Brooklyn tattoo artist Virginia Elwood on her Ralph Lauren fringed buckskin pants: ” I bought the pants at Ralph Lauren. Ralph Lauren is a very good place to find clothes for fantasy you, as Ralph deals in all sorts of fantasies. He can transform you into a Park Avenue princess, a prairie settler, a downhill racer — whomever you want to be, chances are Ralph has what you need to get there. He doesn’t mess around.”
Claire Distenfeld |
Of course, not all items worn once are a mistake in retrospect.

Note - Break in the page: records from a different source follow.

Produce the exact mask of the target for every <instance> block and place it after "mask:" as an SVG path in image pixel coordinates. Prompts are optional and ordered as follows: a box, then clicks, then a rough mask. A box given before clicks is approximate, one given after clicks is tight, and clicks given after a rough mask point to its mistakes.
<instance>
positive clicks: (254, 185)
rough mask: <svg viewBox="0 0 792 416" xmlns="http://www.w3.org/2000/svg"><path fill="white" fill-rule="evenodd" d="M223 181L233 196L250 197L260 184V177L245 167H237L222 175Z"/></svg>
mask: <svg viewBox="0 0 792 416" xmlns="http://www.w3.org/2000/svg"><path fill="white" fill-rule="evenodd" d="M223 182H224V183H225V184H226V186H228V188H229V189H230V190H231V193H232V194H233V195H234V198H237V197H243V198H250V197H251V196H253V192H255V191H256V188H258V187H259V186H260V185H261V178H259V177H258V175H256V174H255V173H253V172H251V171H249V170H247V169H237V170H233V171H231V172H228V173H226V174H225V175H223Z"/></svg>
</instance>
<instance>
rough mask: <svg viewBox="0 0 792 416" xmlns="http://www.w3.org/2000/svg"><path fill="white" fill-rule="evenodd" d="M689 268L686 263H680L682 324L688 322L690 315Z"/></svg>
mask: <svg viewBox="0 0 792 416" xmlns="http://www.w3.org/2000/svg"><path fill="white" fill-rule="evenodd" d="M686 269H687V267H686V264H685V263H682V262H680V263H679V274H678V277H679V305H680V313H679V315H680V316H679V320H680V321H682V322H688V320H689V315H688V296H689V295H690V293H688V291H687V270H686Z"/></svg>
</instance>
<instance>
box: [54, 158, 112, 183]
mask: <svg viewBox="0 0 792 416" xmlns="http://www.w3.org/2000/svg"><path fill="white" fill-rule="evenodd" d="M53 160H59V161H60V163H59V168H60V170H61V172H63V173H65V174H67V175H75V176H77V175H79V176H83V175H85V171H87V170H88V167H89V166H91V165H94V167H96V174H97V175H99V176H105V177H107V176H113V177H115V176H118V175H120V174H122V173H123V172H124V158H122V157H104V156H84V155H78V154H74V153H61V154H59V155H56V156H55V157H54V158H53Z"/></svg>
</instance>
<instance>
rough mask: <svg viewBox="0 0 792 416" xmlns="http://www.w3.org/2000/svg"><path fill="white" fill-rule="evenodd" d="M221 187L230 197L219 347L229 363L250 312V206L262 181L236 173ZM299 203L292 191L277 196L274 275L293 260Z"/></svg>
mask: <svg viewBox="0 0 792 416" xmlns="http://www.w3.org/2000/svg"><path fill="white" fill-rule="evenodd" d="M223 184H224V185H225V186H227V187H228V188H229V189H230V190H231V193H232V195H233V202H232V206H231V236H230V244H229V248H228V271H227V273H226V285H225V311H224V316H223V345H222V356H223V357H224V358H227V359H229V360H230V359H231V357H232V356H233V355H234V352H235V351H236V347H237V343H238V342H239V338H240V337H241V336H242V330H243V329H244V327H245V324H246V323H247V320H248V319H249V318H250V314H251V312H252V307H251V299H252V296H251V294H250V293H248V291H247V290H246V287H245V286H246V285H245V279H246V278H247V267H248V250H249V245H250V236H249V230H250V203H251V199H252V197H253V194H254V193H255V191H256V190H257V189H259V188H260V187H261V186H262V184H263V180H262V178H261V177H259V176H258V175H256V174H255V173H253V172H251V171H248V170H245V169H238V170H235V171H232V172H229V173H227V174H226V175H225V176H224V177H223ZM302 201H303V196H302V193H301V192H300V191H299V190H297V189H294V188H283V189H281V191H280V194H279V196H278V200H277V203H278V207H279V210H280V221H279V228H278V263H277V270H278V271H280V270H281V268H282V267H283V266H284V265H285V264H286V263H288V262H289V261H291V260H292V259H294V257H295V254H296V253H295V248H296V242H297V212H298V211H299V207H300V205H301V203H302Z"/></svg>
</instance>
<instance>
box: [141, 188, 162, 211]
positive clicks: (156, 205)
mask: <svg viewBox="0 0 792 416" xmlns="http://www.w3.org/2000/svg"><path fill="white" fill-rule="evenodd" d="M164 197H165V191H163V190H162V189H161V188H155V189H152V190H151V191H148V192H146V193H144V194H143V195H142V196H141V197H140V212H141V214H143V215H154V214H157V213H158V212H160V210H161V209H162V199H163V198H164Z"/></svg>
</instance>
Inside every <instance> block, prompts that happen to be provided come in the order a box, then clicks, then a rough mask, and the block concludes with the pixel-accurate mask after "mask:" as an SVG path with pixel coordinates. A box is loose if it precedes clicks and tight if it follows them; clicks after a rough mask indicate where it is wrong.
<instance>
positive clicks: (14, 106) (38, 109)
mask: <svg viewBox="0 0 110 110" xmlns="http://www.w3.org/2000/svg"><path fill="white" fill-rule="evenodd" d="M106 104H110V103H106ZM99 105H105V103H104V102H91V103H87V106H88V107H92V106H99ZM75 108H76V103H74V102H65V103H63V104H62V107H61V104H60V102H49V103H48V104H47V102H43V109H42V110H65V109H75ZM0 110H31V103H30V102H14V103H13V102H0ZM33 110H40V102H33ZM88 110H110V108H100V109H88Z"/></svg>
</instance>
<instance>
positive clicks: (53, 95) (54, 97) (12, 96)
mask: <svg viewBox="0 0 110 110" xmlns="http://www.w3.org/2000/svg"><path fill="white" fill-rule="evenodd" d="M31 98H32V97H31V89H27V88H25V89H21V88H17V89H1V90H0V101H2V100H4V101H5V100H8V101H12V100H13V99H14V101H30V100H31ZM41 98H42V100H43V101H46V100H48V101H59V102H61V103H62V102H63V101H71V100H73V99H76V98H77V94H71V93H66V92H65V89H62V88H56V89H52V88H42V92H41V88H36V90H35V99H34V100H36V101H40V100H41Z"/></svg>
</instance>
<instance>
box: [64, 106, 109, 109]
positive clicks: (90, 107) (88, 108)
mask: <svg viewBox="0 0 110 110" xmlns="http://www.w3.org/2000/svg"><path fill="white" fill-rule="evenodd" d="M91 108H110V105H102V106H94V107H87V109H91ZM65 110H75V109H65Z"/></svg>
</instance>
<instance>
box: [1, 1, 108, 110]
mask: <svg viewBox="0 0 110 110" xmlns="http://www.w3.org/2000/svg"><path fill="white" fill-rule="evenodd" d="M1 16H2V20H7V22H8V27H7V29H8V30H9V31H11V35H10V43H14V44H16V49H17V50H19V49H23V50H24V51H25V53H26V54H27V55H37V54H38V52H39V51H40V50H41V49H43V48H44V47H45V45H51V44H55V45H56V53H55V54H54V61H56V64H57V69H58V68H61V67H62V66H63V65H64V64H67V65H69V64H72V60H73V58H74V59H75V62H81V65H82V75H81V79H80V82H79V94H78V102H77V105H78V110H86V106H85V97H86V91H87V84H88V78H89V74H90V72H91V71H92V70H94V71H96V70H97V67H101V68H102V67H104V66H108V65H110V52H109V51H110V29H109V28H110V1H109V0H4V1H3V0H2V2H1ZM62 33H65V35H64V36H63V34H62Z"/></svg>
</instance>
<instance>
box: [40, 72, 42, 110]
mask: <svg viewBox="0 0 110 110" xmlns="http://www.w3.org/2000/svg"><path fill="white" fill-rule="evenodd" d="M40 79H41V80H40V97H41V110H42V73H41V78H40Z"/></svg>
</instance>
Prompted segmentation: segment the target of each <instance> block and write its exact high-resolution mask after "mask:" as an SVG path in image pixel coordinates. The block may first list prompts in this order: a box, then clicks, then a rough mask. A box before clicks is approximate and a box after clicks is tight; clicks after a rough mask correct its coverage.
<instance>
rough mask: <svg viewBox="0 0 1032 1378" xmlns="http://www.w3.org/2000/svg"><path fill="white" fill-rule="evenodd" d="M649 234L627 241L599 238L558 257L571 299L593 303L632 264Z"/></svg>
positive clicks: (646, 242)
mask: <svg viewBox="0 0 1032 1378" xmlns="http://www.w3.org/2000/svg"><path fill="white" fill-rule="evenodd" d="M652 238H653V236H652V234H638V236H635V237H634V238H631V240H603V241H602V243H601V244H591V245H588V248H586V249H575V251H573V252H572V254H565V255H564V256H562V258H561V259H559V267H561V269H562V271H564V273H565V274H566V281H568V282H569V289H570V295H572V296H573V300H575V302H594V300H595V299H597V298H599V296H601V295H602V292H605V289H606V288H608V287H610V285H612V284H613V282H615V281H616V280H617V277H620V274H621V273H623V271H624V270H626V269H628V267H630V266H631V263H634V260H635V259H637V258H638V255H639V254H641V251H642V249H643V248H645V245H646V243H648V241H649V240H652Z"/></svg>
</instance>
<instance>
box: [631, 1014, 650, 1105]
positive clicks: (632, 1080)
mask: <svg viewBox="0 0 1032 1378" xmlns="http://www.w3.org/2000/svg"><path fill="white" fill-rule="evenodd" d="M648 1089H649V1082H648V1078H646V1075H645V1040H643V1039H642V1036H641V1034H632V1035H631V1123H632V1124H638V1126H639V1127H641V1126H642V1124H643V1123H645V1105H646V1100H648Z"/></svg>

Fivestory boutique owner Claire Distenfeld models her $475 Comme des Garcons sheer top “sunburst” dress bought in 2012, although she considered it out-of-character, as an expression of her post breakup “new me.” She wore the vintage store purchase to meet friends at a bar where she was tapped on the shoulder by — wait for it — her ex-boyfriend. “As for the epilogue of this tale, the dress is now officially retired, and my boyfriend is now my husband. Good work, sunbursts.”